Week #2

Author

Adrian Correndo & Josefina Lacasa

Introduction to Bayesian Stats

This article is intended to provide a brief introduction to key concepts about Bayesian theory and differences with the traditional Frequentist approach:

Important

Neither of both, Frequentist or Bayesian, are always the most suitable solution for your analysis. However….😉

For this reason, today we are going to discuss and compare both approaches.
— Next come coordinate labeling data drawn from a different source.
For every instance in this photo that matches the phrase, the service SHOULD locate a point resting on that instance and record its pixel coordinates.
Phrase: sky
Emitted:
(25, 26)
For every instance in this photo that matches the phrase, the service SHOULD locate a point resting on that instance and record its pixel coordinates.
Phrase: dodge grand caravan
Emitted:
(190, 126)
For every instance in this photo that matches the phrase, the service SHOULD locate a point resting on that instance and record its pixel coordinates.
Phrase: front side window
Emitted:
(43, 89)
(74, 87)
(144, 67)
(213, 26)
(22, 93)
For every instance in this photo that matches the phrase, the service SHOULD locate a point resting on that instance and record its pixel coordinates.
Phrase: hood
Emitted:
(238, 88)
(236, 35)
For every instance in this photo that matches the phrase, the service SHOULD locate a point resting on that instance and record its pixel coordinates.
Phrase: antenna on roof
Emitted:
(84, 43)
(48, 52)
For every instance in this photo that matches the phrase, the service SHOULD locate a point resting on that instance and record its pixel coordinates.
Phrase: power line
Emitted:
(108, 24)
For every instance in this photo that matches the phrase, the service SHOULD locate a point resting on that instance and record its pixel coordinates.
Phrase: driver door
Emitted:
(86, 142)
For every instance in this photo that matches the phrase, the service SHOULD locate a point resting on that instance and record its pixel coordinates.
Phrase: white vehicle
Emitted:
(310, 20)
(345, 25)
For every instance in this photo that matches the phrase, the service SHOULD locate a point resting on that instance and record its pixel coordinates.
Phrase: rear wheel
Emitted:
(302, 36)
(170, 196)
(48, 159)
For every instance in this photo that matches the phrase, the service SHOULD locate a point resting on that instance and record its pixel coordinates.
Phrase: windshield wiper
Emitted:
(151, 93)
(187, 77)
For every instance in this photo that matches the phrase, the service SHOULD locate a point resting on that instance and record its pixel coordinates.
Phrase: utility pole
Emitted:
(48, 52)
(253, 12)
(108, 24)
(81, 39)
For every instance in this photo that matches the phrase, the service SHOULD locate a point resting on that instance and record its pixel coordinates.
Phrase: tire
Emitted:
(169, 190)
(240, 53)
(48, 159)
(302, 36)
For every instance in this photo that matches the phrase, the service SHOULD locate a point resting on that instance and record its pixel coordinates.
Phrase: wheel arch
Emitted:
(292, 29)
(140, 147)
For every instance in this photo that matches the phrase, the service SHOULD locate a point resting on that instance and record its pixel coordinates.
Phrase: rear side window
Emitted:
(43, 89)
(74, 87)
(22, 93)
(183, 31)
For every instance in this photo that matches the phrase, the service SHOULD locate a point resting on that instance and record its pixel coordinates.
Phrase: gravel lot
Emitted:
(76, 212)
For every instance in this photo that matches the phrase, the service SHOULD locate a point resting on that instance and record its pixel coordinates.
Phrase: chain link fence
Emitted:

Let’s watch some short videos about it

1. Frequentism vs Bayesianism

What do you think?

  • Open discussion….

2. Main Differences

Perhaps, the main disagreement between Frequentism and Bayesianism is about the TRUTH.

The Frequentism vision is heavily rooted on the actual existence of the TRUTH. Every time we estimate a model’s parameter, we expect to approximate to a true value. It is named “frequentism” because it is based on the frequency of repeated events.

For example, if we want to assess the probability of getting a #6 when rolling a dice, Frequentism says that “If we roll a dice close to infinite times, the proportion of #6 out of the total number of rolls will approach 16.7% (the theoretical probability)”. Thus, Frequentism makes inference conditional to an ideal, “theoretical” condition of repeating the same experiment infinite times. In other words, conclusions rely on events we have not observed.

The Bayesian approach instead, DOES NOT assume the existence of the TRUTH. In contrast, it is based on PROBABILITIES & BELIEFS.

PROBABILITIES: For the Bayesian vision, everything is a matter of probability. Any fact or result about an “estimate” could range from extremely unlikely to extremely likely. However, anything is considered completely true or false.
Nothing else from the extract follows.